Quietly, US strategy in Iraq shifting
A report on the 'surge' could help determine momentum.
from the July 9, 2007 edition
Page 3 of 3
Many observers expect the efforts before Congress recesses in August to merely "put the writing on the wall" in anticipation of testimony in September from Gen. David Petraeus, the US commander in Iraq, and Ryan Crocker, the US ambassador in Baghdad. The two are to give an assessment of the force buildup, but some analysts expect it will be more like a final report card.
"When Petraeus comes in September, he'll say the tactics of the 'surge' are the right ones and they would work, but there's no consensus behind the time and number of people needed to make it work," says Mr.
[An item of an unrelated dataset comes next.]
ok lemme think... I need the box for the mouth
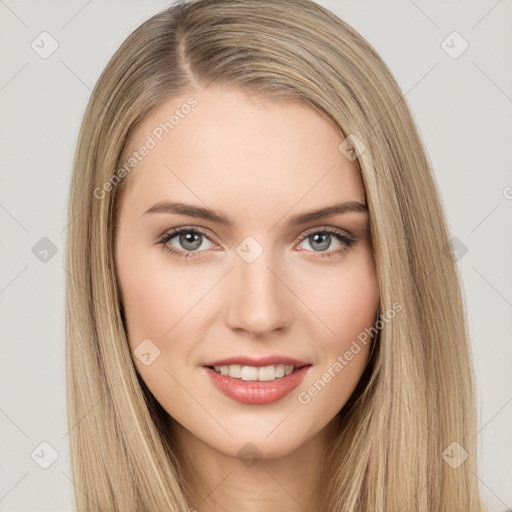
[202,362,312,405]
[205,363,311,382]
Gvosdev. "And that will be particularly true in the absence of any real progress from the Iraqi government."
What seems to worry some congressional leaders like Lugar and even some administration officials is that sticking too long to a doomed strategy could create the political conditions for a full and precipitous withdrawal from Iraq – something they believe would be disastrous for US interests in the Middle East.
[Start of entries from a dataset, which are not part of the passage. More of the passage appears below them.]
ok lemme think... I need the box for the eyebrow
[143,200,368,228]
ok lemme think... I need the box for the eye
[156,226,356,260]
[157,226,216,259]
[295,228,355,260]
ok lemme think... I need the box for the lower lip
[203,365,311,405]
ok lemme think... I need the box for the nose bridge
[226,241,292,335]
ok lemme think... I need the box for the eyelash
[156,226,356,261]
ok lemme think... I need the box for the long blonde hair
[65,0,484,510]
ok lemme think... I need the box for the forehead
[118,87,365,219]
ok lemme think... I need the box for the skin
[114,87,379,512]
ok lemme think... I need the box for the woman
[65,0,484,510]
"Basically what you have are the grown-ups in the administration like Gates saying, 'We have to come up with something for the long term, something that achieves broad-based support, because if we don't, the people who say we have to get out now will prevail, and we don't want that,' " says Lawrence Korb, a former Defense Department official now at the Center for American Progress in Washington.
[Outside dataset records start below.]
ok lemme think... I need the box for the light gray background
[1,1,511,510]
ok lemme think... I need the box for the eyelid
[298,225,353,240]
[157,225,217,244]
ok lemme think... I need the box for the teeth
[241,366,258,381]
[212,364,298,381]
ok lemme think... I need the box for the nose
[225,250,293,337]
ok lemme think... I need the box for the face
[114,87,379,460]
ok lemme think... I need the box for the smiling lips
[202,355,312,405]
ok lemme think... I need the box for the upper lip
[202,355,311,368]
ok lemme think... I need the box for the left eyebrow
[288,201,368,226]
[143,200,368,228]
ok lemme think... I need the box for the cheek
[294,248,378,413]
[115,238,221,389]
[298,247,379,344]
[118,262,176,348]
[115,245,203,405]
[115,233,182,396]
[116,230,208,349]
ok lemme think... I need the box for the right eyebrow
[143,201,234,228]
Forging a consensus around a long-term strategy for the global fight against Islamist terrorism would give Gates – not the closest administration insider – a sense of having contributed a significant accomplishment, some Washington insiders say. But they also suggest he could leave the administration if he concluded the wrong road were being followed for too long.
Lugar said in a television interview earlier this month that as president, Bush would probably be able to stick to the "surge" strategy through the end of his term if he chose to. But he added that he thought Bush would grasp the political realities and begin charting a new course.
Indeed, on the prosaic political level, the pressures of the 2008 election extend beyond the White House race to congressional contests. Analysts note that the terms are up in 2008 for some of the Republicans pressuring Bush, including Senator Domeneci and Warner. "They are beginning to look beyond the president to the horizon after Bush, and they may see that the political cost of sticking with his policy is too high," says Gvosdev.
But beyond the political considerations, the juxtaposition of the "three worst months of the war for American casualties" with the failure of the Iraqi government to move the country toward reconciliation has already spelled the current strategy's failure in the eyes of too many Americans, Mr. Korb says.
The impending interim strategy review and funding votes, Korb says, "are simply the beginning of the end."